Deep Learning
A comprehensive exploration of neural networks, covering foundational architectures like MLPs and advanced models including CNNs, RNNs, and Transformers.
This course provides a deep dive into the historical evolution and modern application of neural networks. We begin with the mathematical foundations of the McCulloch Pitts Neuron and Perceptrons, progressing into the representation power of Multi-Layer Perceptrons and the mechanics of Backpropagation. The curriculum covers a wide array of optimization strategies, including modern variants like Adam and NAdam, alongside regularization techniques such as Dropout and Batch Normalization. Students will gain expertise in state-of-the-art architectures, from Convolutional Neural Networks (ResNet, Inception) to sequence-based models like LSTMs and the transformative Attention mechanism.
Instructor
Prof. Mitesh M. Khapra, Department of Computer Science and Engineering, IIT Madras
Course Schedule & Topics
The course is structured over 12 weeks, transitioning from foundational theory to complex deep learning architectures.

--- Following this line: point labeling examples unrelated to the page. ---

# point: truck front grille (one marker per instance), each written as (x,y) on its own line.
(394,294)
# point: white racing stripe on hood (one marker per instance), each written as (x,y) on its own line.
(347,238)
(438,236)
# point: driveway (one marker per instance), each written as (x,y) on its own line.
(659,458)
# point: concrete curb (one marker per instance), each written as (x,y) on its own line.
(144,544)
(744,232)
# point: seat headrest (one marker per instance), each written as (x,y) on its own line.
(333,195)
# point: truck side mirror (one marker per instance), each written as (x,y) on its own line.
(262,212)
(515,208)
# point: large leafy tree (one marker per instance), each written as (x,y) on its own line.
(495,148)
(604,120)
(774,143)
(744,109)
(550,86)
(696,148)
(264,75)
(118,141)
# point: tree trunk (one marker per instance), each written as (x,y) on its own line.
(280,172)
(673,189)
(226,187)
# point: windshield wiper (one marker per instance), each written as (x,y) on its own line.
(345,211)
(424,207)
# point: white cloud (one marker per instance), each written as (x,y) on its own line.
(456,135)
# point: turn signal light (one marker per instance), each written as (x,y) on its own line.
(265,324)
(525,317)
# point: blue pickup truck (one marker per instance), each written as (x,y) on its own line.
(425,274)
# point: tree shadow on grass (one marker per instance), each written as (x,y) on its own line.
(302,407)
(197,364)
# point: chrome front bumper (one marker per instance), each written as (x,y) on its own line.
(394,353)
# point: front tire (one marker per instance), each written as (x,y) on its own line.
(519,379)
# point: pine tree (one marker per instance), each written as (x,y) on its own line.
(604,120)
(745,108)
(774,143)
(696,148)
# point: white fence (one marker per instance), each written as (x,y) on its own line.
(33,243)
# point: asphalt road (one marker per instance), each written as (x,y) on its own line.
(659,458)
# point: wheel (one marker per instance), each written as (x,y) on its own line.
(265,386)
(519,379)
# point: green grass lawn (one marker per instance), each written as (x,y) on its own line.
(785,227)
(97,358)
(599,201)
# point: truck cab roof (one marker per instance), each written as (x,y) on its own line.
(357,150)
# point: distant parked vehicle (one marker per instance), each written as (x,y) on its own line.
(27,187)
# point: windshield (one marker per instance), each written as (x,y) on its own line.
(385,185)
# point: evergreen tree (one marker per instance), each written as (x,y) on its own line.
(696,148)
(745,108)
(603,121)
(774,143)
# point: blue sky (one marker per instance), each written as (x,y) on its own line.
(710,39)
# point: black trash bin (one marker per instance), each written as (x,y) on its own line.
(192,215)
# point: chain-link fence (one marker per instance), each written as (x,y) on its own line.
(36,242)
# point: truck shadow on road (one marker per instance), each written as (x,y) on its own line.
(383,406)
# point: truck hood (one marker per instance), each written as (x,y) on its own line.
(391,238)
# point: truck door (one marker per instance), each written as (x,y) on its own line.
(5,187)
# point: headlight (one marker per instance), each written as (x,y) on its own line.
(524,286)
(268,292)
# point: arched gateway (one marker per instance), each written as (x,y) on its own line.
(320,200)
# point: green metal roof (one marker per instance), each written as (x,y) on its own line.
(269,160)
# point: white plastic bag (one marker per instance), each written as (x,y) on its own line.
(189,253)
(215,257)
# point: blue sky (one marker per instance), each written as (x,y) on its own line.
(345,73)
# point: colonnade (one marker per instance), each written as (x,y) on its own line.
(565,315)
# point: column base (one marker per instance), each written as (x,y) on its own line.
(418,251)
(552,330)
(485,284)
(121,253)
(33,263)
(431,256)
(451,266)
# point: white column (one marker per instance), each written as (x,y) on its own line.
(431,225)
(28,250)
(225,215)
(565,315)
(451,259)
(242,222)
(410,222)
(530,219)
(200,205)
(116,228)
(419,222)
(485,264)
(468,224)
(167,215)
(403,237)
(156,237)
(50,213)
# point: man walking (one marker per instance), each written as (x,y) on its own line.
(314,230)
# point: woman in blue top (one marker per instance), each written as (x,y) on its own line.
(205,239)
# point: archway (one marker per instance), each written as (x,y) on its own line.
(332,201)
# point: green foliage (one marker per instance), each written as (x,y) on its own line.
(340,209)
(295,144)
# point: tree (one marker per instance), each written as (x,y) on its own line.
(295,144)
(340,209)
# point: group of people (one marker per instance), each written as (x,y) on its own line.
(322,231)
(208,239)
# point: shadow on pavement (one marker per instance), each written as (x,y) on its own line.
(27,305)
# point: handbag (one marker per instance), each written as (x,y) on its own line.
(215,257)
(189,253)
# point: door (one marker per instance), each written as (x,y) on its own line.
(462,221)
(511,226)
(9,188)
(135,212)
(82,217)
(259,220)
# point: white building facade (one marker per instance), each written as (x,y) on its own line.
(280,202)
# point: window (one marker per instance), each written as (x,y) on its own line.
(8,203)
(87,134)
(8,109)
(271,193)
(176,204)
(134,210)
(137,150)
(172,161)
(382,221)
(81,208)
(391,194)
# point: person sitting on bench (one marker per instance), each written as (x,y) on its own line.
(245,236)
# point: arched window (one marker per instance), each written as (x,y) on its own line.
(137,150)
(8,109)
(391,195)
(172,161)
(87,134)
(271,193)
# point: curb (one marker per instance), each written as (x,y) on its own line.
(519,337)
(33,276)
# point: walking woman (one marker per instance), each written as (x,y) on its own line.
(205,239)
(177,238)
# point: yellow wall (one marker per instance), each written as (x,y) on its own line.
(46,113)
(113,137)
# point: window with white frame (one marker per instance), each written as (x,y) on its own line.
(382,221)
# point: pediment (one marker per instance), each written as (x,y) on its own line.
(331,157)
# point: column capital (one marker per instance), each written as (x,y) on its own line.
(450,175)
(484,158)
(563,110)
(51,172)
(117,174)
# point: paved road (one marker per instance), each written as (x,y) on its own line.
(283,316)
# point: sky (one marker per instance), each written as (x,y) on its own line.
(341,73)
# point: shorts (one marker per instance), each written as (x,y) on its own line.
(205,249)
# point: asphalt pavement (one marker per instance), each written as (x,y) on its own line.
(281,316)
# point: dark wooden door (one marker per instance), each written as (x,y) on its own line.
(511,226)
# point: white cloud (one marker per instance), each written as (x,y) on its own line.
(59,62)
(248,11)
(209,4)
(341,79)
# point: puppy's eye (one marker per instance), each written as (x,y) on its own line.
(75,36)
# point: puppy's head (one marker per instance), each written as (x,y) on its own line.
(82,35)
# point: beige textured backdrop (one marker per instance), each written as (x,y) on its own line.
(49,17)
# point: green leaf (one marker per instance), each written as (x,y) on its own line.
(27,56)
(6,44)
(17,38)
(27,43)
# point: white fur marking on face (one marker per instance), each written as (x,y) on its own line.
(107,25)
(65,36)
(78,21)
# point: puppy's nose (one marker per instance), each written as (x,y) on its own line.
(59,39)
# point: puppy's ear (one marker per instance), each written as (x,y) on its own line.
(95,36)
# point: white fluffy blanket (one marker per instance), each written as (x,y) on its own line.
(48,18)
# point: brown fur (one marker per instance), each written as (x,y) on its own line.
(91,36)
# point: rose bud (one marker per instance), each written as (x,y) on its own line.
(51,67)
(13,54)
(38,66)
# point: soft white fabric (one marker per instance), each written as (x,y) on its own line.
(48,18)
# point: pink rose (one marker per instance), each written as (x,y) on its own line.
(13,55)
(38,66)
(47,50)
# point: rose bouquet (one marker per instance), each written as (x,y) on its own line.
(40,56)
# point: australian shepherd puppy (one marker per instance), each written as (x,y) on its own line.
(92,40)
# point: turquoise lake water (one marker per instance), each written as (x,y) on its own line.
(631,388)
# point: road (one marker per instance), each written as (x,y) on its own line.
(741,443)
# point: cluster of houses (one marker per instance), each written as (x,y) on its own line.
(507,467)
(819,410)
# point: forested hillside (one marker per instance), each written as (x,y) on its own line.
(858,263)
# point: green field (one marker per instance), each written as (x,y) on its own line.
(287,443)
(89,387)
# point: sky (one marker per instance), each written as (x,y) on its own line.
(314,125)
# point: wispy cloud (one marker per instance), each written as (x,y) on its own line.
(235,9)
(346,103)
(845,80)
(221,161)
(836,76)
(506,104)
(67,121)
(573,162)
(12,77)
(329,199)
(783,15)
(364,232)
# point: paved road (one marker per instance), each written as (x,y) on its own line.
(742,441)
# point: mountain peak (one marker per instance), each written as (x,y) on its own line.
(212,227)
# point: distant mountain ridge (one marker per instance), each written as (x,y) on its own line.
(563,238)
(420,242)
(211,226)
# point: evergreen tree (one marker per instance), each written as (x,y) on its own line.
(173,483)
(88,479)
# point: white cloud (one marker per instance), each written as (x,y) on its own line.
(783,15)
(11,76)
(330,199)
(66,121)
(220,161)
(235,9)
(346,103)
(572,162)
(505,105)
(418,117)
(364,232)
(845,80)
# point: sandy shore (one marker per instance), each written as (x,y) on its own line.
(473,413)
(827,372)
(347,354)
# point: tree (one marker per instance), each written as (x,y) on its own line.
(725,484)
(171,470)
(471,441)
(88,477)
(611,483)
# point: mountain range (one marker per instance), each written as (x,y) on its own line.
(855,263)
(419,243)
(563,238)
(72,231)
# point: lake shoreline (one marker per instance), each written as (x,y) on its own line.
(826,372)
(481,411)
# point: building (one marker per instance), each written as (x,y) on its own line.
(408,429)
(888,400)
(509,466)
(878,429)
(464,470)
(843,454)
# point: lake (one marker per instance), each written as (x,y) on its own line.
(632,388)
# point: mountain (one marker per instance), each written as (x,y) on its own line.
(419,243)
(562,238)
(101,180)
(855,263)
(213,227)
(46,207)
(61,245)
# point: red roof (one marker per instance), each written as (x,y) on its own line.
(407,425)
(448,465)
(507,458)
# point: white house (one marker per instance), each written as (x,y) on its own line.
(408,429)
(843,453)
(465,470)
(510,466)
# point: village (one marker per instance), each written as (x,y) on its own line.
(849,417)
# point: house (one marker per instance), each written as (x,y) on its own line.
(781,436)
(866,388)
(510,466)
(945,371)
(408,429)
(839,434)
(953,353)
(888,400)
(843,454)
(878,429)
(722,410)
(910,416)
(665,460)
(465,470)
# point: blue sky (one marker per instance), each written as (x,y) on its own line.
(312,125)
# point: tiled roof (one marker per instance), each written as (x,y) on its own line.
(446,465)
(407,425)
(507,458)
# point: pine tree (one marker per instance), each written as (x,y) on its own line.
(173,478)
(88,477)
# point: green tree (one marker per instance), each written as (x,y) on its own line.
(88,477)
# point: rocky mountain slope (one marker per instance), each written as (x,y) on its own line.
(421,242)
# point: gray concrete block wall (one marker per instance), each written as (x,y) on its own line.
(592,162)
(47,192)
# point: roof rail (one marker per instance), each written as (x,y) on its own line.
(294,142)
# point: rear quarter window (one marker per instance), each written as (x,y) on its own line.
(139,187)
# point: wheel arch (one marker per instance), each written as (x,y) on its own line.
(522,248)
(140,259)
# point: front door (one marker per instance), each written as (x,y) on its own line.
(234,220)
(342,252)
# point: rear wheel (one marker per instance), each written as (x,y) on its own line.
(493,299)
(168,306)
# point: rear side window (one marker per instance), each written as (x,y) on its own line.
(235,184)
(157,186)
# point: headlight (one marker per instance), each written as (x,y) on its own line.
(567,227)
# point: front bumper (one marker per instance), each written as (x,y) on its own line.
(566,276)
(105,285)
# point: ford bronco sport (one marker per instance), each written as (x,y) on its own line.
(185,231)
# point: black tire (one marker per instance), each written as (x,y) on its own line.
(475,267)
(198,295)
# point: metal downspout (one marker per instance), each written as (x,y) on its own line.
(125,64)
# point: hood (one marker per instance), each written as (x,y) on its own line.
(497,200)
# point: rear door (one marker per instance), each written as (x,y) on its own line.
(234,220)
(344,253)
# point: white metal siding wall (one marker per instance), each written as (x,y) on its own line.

| Week | Primary Focus | Key Topics Covered |
|---|---|---|
| 1 | Foundations | History of DL, McCulloch Pitts Neuron, and Perceptron Learning Algorithm. |
| 2 | MLPs & Gradient Descent | Multilayer Perceptrons, Sigmoid Neurons, and the basics of Gradient Descent. |
| 3 | Feedforward Networks | Representation Power and the Backpropagation algorithm. |
| 4 | Optimization Algorithms | Momentum, Nesterov, Adagrad, RMSProp, Adam, and Learning Rate Schedulers. |
| 5 | Unsupervised Learning | Autoencoders, PCA relations, Denoising, and Contractive Autoencoders. |
| 6 | Regularization & Bias | Bias-Variance Tradeoff, L2 Regularization, Data Augmentation, and Dropout. |
| 7 | Training Improvements | Activation functions (ReLU, etc.), Weight Initialization, and Batch Normalization. |
| 8 | Convolutional Networks (CNN) | Word Vectorial Representations, LeNet, AlexNet, VGGNet, and ResNet architectures. |
| 9 | CNN Visualization | Guided Backpropagation, Deep Dream, Deep Art, and Adversarial Attacks (Fooling CNNs). |
| 10 | Recurrent Neural Networks (RNN) | BPTT, Vanishing and Exploding Gradients, and Truncated BPTT. |
| 11 | Gated RNNs (LSTM/GRU) | Gated Recurrent Units, LSTM Cells, and overcoming the vanishing gradient problem. |
| 12 | Advanced Sequence Models | Encoder-Decoder Models, Attention Mechanisms, and an introduction to Transformers. |
Material used
-
Deep Learningby Ian Goodfellow, Yoshua Bengio, and Aaron Courville (MIT Press).